Before the age of automation, there was a distinct separation between the activities of the buy-side and the sell-side in the financial services world. The buy-side gave trading instructions to the sell-side and waited for the sell-side to execute these instructions in capital markets. This was a slow process. By the time the sell-side firms executed trades, the circumstances in the market may have changed to the point that the original instructions were no longer desirable from the perspective of the buy-side. As trading volumes exploded, this paradigm was no longer sustainable.
To cure the ills of a slow, disjointed trading process, the buy-side started to adopt technology. What if buy-side traders could not only develop sophisticated strategies for trading, but also automate the process of performing those strategies by themselves? With the help of technology, the buy-side could determine what to trade and when to trade it. With the help of technology, traders could have direct market access and turn quantitative models in their heads into real time executions. Since hedge funds deal with particularly complex strategies, they led the charge in automation. This put pressure on other asset managers to keep pace and a technology race ensued.

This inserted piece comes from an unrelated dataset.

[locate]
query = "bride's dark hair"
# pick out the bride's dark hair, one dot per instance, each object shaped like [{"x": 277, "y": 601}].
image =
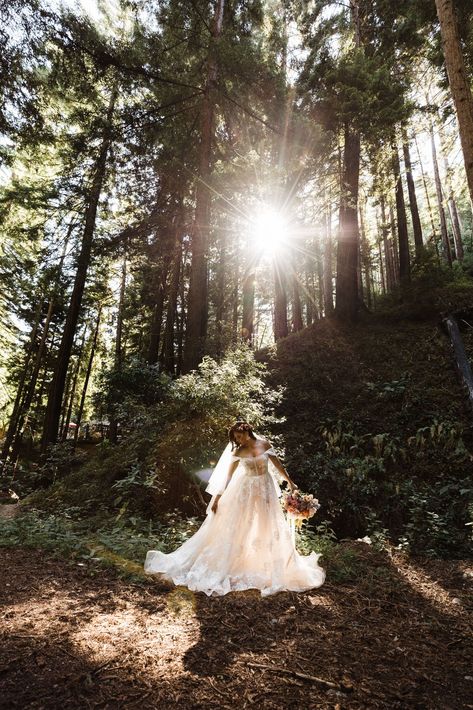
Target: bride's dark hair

Today, many buy-side firms and traders work closely with automated trading technology to couple greater control with super fast execution and analysis. Qualitative traders use future-looking announcements from companies and quantitative traders use historical and statistical data to create models and mathematical algorithms for deciding what to trade and the opportune moment to trade. With automated trading systems, both types of traders can launch these models via the technology, tweak them as new data becomes available, and execute trades immediately. This means direct market access. No unnecessary, costly delays. The trader drives the system, but the system is powerful enough to act effectively upon the trader’s vision.
Are there any potential risks to this approach? Sure, markets are complex and the automated system may encounter events which the trader had not considered, but this risk can be mitigated by a flexible system that allows the trader to intervene easily. At Marketcetera, we built our automated trading platform with this issue in mind. Average traders and large buy-side firms alike can benefit from an open source platform that is easily accessible and moldable to specific requirements in real time. The human factor is still critical in the trading world, and humans require freedom and control to maximize success in the market.